In this assignment we will experiment with Apache Pig and Pig Latin to simplify executing Hadoop MapReduce programs. We will do all the questions from lab 2 using Pig and compare the difficulty with regular MapReduce programs. We will also write some larger queries with Pig.
Sample outputs are below:
To use Pig, login using SSH to gpu1.ddl.ok.ubc.ca with your Novell account. Type pig to get a shell then enter Pig commands.
Write a Pig script that will list all the game records. The data set is available at /user/rlawrenc/416/lab2/small/games.txt. There should be 100 records printed.
Write a Pig script that given some game id (hard-coded constant) will return the game record if found. The data set is available at /user/rlawrenc/416/lab2/small/games.txt.
Write a Pig script that lists only the players over 18. The output should be sorted by age ascending. The data set is available at /user/rlawrenc/416/lab2/small/players.txt. Note that this question is harder than the rest as it requires defining a UDF. It is best to leave this question until last.
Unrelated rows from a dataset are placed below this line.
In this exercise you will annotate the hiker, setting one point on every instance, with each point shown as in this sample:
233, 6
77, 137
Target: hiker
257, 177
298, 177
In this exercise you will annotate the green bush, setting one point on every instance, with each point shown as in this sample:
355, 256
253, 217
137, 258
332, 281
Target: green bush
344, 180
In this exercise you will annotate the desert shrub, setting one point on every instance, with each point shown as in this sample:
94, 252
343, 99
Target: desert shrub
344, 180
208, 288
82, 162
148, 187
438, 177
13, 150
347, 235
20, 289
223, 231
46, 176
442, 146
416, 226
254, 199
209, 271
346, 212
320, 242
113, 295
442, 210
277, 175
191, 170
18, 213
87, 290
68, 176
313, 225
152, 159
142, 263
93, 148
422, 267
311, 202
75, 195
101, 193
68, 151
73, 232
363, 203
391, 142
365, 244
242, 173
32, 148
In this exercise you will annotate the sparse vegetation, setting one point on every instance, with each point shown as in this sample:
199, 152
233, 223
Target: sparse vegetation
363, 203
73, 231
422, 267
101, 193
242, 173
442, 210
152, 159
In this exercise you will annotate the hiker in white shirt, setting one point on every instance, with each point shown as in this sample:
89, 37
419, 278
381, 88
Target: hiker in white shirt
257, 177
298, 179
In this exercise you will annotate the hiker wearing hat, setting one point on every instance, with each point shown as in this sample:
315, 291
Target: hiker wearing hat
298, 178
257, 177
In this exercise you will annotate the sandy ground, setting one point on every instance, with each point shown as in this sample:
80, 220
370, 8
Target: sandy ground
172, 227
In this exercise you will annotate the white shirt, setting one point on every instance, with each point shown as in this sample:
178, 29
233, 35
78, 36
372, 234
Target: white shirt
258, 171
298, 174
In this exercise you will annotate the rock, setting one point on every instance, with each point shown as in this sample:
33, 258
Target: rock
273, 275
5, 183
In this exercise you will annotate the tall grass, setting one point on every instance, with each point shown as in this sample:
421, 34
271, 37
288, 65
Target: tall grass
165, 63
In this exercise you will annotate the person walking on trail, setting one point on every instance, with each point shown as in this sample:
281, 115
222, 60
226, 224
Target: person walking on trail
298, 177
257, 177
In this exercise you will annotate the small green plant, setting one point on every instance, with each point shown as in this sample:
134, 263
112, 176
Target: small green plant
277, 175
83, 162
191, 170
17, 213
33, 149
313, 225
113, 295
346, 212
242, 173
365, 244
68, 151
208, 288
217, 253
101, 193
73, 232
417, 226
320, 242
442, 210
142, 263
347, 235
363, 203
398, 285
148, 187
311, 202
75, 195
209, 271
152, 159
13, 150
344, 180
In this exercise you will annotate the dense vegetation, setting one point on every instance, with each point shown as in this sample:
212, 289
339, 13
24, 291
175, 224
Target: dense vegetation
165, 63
Write a Pig script that will calculate the number of players per game. The output does not have to be sorted. The data set is available at /user/rlawrenc/416/lab2/small/player_games.txt.
Write a Pig script that will output the top 10 scores in descending order for a given game id. The data set is available at /user/rlawrenc/416/lab2/small/player_games.txt.
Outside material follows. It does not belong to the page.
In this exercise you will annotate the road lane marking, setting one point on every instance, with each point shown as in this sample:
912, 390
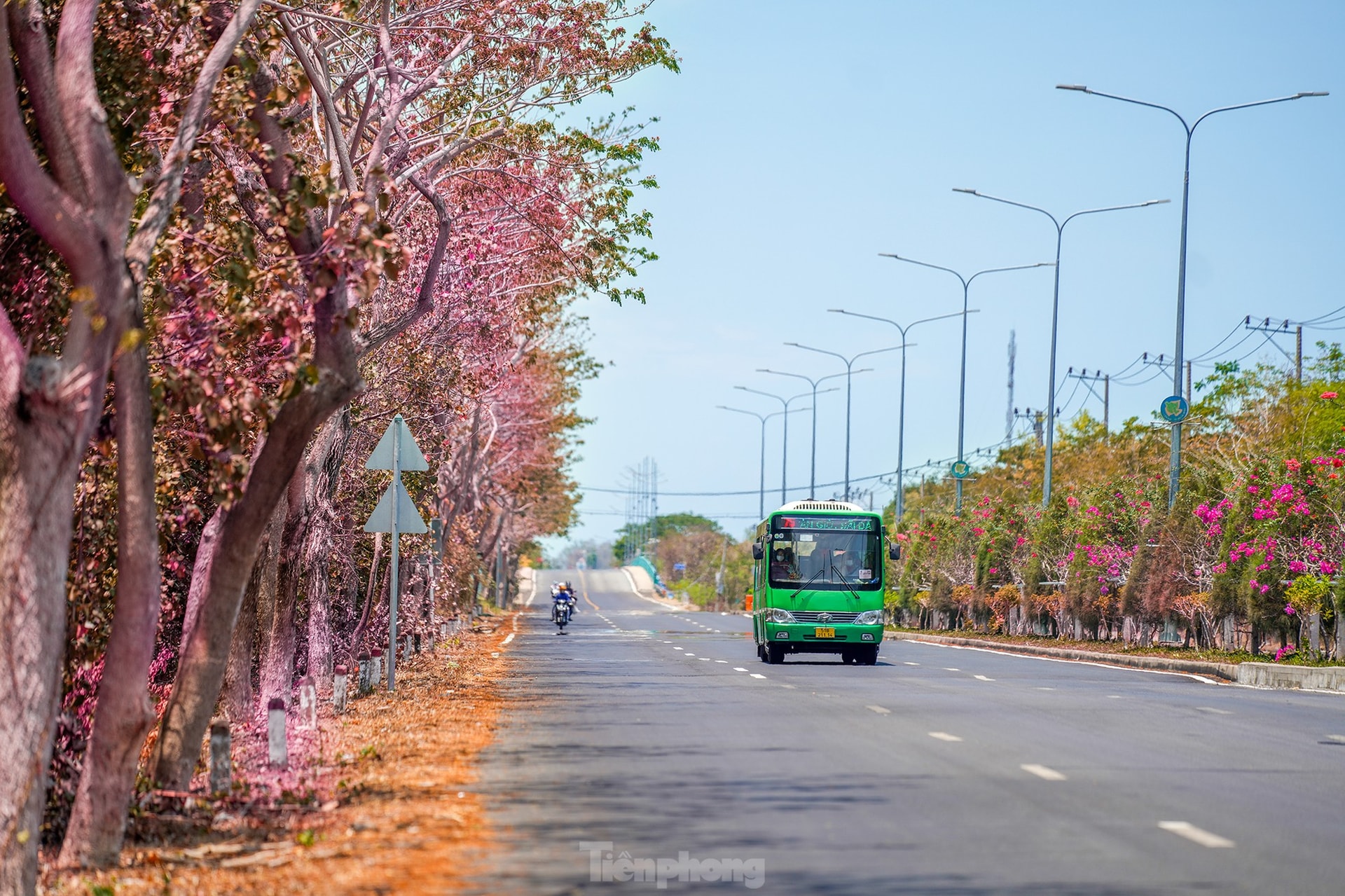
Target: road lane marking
1197, 834
1042, 771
Write a Pig script that will output pairs of game ids and the number of players they have in common. For instance, if game X and game Y have 2,000 players in common (play both games), then output X, Y, 2000. The data does not have to be sorted. The data set is available at /user/rlawrenc/416/lab2/small/player_games.txt.
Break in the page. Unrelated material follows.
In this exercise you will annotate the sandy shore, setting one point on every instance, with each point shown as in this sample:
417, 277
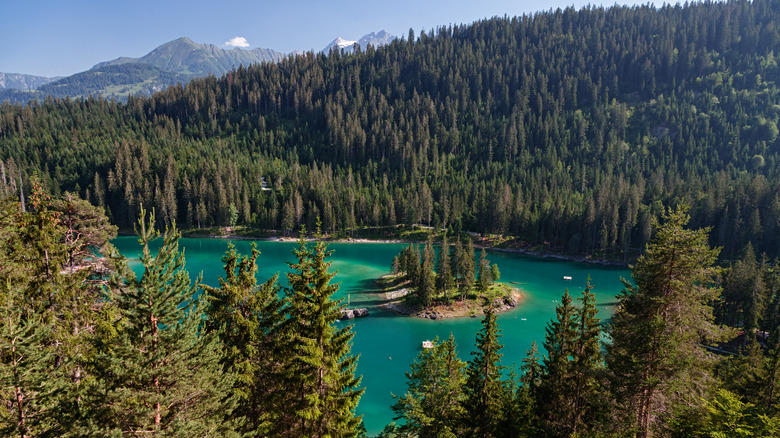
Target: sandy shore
456, 309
Write a Pig script that will list all games along with the count of the number of players in each game with a score over 98,000. If a game does not have a player with a score over 98,000, it should still appear in the output with a count of 0.
Write a Pig script that will list all players that either have a score in some game over 90,000 or play a game published by 'Electronic Arts'.
Write a Pig script that for each publisher will list two records. The first will be the publisher id, "female", and the maximum number of women that play one of its games. The second row will be the publisher id, "male", and the maximum number of men that play one of its games. Note that the games may be different.
For each game, show the total number of players, the total number of female and male players, and the percentage of female and male players.
Submit a single Pig script file with answers to all questions using Connect or by email. You can demonstrate your work at any time for feedback and marking.